Monday, March 2, 2009

Education Push Yields Little for India's Poor

Somini Sengupta reports from Lahtora, a small village in West Bengal, on the abysmal state of government schooling in India. Sengupta visited a school in this impoverished rural area, one lacking in every aspect of modern education. Teachers who showed up, if at all, came late. The only teacher with a degree in the village never taught, but still was on the government payroll. The lucky students had rice sacks to sit on, while the others simply sat in the grass through the two hours of roll call. The head teacher, Rashid Hassan, had no idea which grades children were in. The children did not have materials provided for them and none of them were in a position to buy some themselves. Even the government’s new lunch program is failing. The program is for one hot meal a day for each student, and was designed specifically for poor areas such as Lahtora. In Hassan’s classroom, rice was piled in a corner, untouched. Hassan claimed that he could not serve it because it was unofficially given to the school. Sengupta reports that this might also be linked to the enormous problem of bribery in these small villages.

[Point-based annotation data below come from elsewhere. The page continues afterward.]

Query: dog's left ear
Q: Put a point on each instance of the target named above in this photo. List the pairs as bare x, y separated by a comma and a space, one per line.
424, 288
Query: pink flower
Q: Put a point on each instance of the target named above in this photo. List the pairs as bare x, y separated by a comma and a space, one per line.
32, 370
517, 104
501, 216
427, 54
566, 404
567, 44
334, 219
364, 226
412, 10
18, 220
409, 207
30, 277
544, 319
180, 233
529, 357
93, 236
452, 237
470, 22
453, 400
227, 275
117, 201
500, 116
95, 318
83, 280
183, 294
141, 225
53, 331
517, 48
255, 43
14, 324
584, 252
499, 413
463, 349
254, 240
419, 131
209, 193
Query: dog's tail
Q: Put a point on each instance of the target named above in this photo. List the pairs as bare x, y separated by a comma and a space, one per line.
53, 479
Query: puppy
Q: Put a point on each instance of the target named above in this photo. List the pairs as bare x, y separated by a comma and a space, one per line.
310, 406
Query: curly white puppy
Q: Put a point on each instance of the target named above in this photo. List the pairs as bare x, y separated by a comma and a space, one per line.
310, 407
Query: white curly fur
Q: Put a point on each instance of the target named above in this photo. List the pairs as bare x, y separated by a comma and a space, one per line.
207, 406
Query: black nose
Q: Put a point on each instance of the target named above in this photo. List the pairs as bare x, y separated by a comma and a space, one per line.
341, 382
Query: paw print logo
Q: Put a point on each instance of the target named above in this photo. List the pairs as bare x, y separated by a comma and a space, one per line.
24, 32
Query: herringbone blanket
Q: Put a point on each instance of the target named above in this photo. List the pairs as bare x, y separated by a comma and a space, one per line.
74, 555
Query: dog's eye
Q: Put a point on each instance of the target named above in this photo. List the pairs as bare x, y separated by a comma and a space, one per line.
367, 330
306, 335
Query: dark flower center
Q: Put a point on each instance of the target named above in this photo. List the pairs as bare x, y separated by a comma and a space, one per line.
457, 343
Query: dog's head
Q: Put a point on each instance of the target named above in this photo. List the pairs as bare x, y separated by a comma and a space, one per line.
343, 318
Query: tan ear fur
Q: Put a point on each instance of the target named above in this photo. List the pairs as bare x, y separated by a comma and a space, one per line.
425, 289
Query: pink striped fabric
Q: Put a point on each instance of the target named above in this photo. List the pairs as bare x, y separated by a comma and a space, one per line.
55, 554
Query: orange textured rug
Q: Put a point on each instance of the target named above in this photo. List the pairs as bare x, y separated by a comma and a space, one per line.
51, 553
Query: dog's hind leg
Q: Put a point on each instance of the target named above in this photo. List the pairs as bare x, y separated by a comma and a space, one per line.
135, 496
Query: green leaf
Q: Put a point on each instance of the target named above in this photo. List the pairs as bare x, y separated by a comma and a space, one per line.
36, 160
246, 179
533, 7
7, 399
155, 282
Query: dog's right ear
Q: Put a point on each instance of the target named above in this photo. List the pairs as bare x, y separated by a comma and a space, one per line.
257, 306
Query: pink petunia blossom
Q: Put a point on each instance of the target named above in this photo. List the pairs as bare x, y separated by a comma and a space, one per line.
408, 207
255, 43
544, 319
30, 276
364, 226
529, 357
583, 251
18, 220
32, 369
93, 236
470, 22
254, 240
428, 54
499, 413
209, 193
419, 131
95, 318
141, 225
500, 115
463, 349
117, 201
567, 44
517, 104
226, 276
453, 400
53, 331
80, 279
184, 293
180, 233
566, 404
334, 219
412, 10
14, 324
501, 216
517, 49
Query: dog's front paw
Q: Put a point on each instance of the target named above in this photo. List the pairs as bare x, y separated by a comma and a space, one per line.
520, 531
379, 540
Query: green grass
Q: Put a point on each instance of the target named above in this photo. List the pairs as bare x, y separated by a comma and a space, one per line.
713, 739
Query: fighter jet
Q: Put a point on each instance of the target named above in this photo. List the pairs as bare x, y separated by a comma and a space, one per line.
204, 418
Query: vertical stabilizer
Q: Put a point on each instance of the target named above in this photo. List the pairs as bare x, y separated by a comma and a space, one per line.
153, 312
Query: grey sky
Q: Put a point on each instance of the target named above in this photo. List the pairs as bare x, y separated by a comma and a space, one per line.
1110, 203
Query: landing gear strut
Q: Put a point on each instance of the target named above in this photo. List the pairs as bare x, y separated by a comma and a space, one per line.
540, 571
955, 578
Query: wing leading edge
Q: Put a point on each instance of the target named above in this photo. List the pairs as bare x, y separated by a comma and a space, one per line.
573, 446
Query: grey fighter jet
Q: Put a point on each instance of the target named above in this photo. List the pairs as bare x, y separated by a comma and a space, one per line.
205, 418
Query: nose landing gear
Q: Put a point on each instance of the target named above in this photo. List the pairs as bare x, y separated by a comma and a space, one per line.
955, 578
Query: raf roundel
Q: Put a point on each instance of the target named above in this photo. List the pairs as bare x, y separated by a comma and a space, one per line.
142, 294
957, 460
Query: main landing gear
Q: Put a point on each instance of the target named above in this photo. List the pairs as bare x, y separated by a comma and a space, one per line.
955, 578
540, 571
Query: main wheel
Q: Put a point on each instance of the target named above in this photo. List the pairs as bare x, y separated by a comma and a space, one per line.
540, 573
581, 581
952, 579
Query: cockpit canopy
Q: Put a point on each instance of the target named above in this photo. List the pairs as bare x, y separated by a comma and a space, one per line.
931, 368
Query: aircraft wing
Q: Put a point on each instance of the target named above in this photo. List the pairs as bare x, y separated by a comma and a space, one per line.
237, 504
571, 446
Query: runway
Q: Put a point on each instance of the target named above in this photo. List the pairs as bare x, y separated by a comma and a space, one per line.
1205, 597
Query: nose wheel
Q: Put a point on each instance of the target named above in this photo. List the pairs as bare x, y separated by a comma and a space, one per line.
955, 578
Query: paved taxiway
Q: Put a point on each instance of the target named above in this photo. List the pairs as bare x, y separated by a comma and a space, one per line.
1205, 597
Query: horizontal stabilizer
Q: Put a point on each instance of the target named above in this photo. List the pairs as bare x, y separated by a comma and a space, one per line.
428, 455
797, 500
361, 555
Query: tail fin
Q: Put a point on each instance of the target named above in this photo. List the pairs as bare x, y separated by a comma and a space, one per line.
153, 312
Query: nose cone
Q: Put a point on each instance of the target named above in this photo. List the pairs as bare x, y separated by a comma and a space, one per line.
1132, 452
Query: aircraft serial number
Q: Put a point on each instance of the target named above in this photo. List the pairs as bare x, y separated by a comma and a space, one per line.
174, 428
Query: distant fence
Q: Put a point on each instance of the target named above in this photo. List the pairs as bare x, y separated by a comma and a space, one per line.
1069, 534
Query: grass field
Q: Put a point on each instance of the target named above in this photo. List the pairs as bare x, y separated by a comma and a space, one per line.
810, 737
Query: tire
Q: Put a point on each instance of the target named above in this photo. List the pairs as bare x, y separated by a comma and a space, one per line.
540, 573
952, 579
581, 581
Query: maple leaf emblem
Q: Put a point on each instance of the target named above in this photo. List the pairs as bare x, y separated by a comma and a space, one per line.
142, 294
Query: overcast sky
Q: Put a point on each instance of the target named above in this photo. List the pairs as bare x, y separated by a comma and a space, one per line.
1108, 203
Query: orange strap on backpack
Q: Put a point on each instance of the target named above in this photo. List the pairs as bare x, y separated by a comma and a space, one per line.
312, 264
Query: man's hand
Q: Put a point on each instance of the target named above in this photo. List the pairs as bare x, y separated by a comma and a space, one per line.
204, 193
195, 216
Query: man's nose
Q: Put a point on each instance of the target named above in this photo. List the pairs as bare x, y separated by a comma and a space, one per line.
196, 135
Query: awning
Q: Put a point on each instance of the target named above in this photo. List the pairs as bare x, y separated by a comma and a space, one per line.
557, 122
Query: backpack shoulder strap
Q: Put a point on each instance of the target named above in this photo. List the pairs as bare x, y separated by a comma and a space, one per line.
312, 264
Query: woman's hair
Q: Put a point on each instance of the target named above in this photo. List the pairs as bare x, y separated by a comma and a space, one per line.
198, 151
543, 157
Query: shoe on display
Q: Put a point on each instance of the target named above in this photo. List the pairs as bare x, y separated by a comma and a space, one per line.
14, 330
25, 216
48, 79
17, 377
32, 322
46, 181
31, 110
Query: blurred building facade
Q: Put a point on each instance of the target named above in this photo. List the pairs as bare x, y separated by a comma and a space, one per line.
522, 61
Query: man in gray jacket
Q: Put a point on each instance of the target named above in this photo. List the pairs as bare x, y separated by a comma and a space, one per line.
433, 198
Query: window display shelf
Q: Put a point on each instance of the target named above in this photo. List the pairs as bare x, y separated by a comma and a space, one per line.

Education is a huge problem for India. 40% of India’s population is under the age of 18, and this should be a huge source of progress for the country. However, among the porrest 20 percent of Indian men, only half are literate, and not even two percent graduates from high school. In a survey of 16,000 villages in 2007, released Wednesday, found that “vast numbers of [children] could not read, write, or perform basic arithmetic”. 4 out of 10 fifth grade children cannot read at a second grade level, while 7 out of 10 of those children could not subtract. Sengupta argues that “if in the bast a largely poor and agrarian nation could afford to leave millions of its people illiterate, that is no longer the case. Not only has the roaring economy run into a shortage of skilled labor, but also the nation’s many new roads, phones, and television sets have fueled new ambitions for economic advancement among its people – and new expectations for schools to help them achieve it”.